Nothing is certain just because of the way it is now. Personal connections will either continue or wither away, for people will change, move out of sight, or even die. Wealth and health, power and fame will all come and go and you will quite probably be in a situation to make do without them at some point in your life, even if you enjoyed them for a while. Whatever plans you make for your career or your finances might work out or not, depending on whether the (explicit and implicit) assumptions you made will hold over the long time they have to hold in order to work out.

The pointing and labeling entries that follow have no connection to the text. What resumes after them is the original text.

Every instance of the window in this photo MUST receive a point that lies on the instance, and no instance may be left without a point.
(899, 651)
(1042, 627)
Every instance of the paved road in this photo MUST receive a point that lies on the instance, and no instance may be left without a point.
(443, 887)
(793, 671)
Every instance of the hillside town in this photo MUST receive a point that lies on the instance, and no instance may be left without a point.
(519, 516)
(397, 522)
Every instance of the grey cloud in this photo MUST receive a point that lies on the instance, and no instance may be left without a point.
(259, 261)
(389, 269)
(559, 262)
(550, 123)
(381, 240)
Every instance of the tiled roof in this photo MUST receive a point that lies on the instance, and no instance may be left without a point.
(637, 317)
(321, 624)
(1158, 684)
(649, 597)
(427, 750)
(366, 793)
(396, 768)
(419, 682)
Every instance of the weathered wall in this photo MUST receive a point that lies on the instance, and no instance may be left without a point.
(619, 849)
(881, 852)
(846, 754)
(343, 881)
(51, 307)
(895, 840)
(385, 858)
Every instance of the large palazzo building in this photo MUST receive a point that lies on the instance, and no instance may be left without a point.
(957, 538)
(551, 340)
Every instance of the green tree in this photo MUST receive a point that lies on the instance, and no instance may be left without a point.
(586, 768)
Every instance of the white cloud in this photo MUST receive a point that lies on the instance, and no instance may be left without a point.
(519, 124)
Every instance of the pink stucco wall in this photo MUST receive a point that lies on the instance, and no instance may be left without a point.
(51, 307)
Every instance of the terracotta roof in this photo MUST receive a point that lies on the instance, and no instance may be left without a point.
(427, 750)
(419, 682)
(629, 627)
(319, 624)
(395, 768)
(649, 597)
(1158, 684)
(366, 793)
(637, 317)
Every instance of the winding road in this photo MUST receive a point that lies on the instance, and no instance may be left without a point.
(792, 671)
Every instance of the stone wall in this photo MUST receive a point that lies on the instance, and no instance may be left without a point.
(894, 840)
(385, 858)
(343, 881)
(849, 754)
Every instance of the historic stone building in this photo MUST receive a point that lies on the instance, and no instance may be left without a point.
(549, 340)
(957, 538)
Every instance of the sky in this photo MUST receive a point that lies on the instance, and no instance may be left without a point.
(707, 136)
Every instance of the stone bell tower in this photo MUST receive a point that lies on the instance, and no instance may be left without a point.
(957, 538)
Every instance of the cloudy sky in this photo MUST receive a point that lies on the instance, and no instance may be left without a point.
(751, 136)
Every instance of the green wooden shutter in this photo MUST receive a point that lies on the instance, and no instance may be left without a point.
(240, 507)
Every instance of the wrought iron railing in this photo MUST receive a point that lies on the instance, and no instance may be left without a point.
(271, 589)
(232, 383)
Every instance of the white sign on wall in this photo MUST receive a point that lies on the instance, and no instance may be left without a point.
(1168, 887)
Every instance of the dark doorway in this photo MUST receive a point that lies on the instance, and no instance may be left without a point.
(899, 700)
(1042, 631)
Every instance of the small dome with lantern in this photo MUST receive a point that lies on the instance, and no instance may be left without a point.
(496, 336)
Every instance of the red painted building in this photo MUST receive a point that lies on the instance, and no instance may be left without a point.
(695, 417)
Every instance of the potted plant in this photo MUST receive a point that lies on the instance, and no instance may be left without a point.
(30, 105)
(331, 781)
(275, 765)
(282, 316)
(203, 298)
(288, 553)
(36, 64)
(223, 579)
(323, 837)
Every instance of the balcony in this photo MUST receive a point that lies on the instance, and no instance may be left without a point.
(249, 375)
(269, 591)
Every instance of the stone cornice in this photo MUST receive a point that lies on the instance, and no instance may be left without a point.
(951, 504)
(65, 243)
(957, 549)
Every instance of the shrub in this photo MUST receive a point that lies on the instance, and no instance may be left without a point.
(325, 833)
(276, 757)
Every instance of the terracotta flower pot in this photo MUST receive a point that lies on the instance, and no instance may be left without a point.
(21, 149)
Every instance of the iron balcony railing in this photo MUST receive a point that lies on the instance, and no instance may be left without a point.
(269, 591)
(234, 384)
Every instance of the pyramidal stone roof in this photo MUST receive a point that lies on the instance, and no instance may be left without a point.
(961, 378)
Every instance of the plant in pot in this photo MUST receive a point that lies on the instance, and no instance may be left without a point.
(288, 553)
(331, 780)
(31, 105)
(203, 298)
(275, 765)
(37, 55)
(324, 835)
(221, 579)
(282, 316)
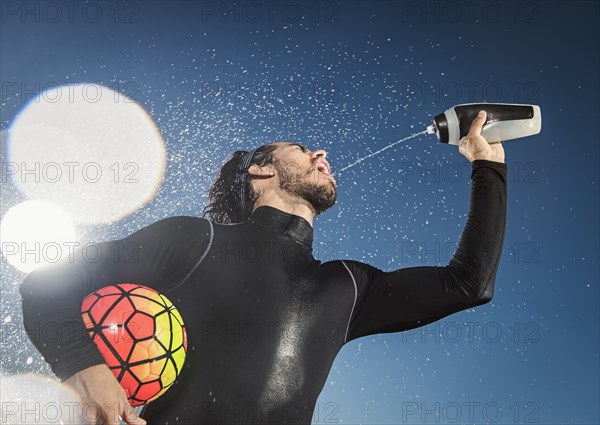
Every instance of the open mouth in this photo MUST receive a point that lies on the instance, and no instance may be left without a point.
(324, 169)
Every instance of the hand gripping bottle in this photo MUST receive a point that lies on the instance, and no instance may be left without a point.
(505, 121)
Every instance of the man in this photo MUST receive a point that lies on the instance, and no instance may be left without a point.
(265, 320)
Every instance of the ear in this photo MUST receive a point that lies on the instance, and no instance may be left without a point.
(258, 171)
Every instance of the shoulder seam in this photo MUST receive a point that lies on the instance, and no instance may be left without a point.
(355, 298)
(212, 232)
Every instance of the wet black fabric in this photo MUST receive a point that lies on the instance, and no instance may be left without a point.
(264, 319)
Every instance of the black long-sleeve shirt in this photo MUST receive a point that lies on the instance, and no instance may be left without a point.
(264, 319)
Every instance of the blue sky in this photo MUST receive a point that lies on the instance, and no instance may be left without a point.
(351, 77)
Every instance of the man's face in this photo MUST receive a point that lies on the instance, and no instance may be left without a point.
(305, 174)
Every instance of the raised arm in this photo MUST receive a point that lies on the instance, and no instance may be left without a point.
(415, 296)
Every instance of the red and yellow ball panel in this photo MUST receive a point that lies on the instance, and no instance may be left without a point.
(141, 336)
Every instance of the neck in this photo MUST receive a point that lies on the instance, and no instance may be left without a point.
(290, 206)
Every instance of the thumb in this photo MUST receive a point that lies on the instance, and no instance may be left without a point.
(477, 125)
(130, 417)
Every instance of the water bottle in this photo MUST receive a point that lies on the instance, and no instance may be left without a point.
(505, 121)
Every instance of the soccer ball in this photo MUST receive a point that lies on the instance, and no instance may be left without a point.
(141, 336)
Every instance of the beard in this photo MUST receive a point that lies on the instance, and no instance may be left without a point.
(292, 180)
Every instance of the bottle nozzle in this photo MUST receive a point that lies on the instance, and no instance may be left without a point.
(432, 129)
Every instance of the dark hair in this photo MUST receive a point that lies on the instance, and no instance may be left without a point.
(224, 197)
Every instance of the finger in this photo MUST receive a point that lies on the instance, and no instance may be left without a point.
(477, 125)
(130, 417)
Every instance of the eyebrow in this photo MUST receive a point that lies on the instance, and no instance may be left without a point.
(304, 148)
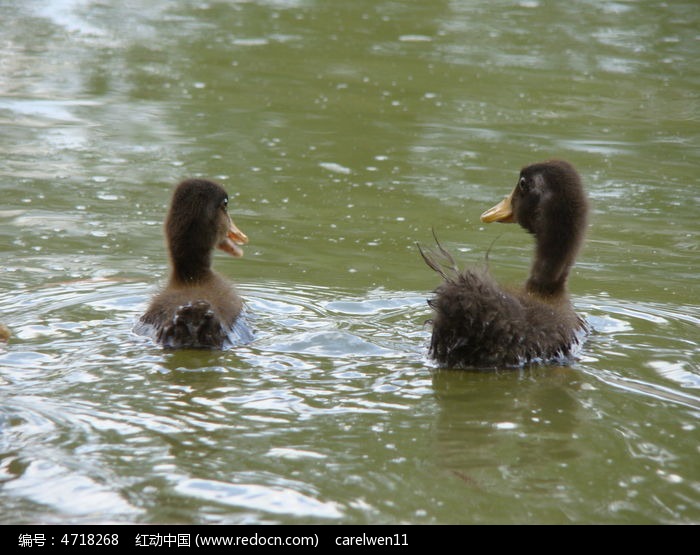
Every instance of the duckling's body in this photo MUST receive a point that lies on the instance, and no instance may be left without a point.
(479, 324)
(198, 308)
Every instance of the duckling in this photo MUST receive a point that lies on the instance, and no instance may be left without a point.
(478, 324)
(198, 308)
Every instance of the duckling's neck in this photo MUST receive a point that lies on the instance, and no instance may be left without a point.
(191, 268)
(554, 256)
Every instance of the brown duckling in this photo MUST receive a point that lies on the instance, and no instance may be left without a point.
(198, 308)
(478, 324)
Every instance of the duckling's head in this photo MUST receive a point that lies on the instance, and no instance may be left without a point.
(197, 222)
(549, 202)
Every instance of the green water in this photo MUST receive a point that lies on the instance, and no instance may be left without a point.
(344, 132)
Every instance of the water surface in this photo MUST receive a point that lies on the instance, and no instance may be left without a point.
(344, 132)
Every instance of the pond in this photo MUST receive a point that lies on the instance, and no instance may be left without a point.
(345, 133)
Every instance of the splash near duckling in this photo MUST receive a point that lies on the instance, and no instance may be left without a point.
(477, 323)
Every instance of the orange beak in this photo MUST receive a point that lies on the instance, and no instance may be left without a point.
(234, 238)
(502, 212)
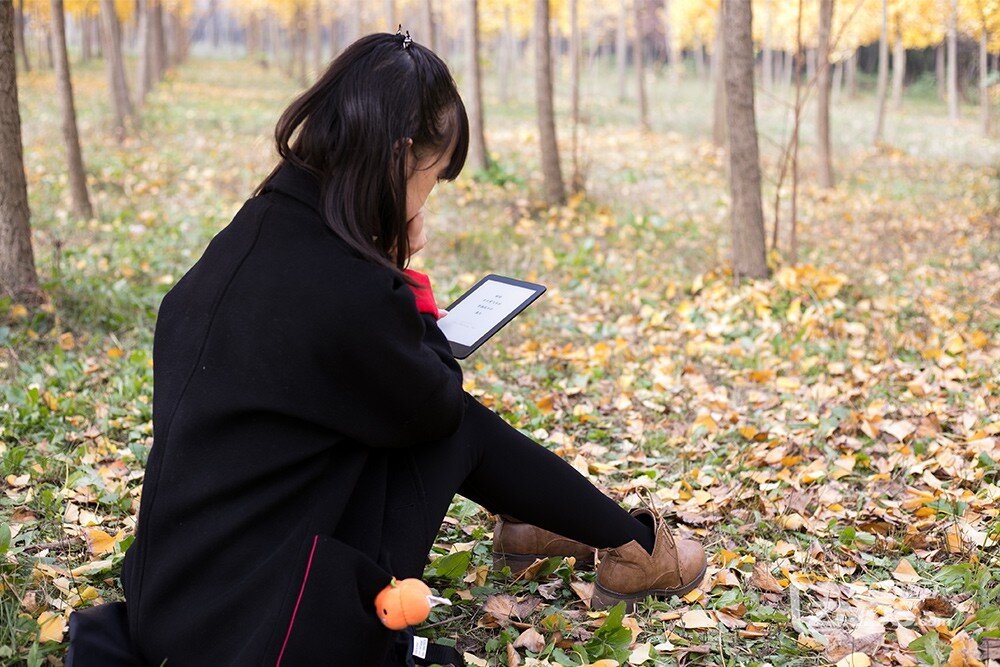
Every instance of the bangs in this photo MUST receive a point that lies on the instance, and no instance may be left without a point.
(458, 129)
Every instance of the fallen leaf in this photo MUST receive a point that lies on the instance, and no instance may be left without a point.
(697, 619)
(640, 654)
(905, 573)
(51, 627)
(855, 660)
(764, 580)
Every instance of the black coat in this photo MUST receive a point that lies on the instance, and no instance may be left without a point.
(287, 371)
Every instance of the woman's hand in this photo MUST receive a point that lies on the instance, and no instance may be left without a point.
(415, 232)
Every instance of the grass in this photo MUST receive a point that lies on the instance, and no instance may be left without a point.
(644, 364)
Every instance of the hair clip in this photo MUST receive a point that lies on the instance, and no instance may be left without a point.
(407, 40)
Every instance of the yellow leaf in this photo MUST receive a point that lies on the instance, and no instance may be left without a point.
(51, 627)
(904, 572)
(964, 652)
(66, 341)
(855, 660)
(707, 422)
(697, 619)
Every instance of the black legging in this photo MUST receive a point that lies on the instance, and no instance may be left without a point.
(493, 464)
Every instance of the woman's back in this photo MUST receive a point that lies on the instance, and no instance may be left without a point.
(258, 408)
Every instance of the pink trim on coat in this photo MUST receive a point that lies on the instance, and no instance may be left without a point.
(302, 590)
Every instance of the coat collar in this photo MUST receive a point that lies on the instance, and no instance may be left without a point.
(297, 183)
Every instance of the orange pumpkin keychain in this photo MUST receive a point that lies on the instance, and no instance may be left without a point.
(404, 603)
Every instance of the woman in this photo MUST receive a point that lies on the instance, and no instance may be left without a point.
(310, 423)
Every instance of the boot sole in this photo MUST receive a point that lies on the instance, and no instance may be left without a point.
(520, 562)
(603, 598)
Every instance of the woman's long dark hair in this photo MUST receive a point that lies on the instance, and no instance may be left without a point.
(353, 125)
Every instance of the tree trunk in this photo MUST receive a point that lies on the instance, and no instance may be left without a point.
(144, 73)
(115, 66)
(86, 47)
(158, 62)
(299, 33)
(824, 82)
(506, 56)
(478, 156)
(555, 191)
(640, 70)
(429, 38)
(181, 43)
(984, 92)
(939, 71)
(576, 180)
(316, 38)
(851, 74)
(747, 215)
(213, 21)
(898, 72)
(74, 159)
(837, 84)
(883, 72)
(673, 46)
(953, 61)
(719, 113)
(621, 47)
(19, 42)
(391, 16)
(17, 263)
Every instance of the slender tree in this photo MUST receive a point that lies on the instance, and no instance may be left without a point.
(316, 37)
(576, 180)
(479, 158)
(719, 72)
(429, 38)
(747, 216)
(953, 61)
(555, 190)
(144, 73)
(883, 71)
(159, 60)
(391, 16)
(621, 47)
(824, 84)
(939, 71)
(115, 66)
(17, 262)
(19, 41)
(673, 45)
(898, 70)
(640, 69)
(74, 158)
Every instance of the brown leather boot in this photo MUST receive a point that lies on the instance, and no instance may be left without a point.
(630, 573)
(517, 545)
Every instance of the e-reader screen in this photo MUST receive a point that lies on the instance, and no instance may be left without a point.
(485, 309)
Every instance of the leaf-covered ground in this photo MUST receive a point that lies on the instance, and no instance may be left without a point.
(831, 434)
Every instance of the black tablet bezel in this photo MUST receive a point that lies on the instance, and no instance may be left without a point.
(460, 351)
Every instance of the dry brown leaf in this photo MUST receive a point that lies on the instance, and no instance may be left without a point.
(530, 639)
(905, 573)
(584, 590)
(854, 660)
(513, 659)
(763, 579)
(697, 619)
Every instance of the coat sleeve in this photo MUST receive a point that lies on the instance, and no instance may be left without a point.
(398, 383)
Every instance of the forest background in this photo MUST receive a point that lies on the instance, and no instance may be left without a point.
(770, 235)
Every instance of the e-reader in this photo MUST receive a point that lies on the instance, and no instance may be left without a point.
(484, 310)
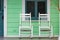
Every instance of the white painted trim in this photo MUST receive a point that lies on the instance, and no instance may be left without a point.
(12, 36)
(5, 18)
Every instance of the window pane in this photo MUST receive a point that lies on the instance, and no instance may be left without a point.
(30, 7)
(42, 5)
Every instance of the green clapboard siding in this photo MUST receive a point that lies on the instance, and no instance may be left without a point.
(14, 9)
(54, 16)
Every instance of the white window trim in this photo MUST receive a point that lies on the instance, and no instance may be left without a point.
(48, 8)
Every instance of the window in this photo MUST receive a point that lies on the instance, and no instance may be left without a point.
(35, 7)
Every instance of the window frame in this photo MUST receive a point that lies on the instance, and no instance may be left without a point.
(48, 8)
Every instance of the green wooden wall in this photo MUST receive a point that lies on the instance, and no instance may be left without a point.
(14, 9)
(13, 16)
(54, 15)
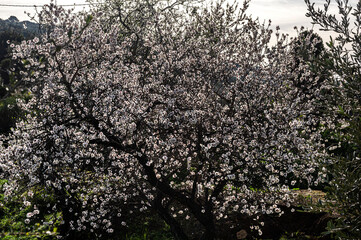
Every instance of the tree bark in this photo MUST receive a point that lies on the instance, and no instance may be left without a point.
(175, 227)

Even while we routinely trust (as we have to) in the stability of things around us, at least as long as there is no apparent reason to think otherwise, we need to be aware that all such stability is again limited and that there will be a time — maybe close by, maybe still far away — when it will no longer hold. It won't seem sudden and catch us unawares when we're in the habit of memento mori. This is not so much about taking specific preparations: if we wanted to take mitigating measures for everything that simply might happen, we'd become paranoid and invest much more than would be reasonable. Mitigation is not for everything we can think of, but for those cases where we can assess both the probability and the costs, and weigh them against the investment we'd have to make. Memento mori, on the other hand, is for mental preparation: knowing what is important in life and what is not, and being prepared for losses; strengthening your character, your resolve to live your whole life well, including those stretches that lay ahead when some of the certainties you were trusting in are no longer there for your support. The aim is not to manage externals more optimally (which is the job of risk mitigation), but to keep your head and remain yourself when the inevitable happens.
Memento mori, the habit of contemplating the end and expiry of all things, is an antidote that keeps us from over-enjoying pleasant things, helps us not to get the serious job of living our whole lives out of sight, and steers us clear of unthinking trust in the stability of things around us. Escape tendencies, forgetfulness, and false security are all addressed by proper use of memento mori, so it's a technique you certainly want to master. Take care.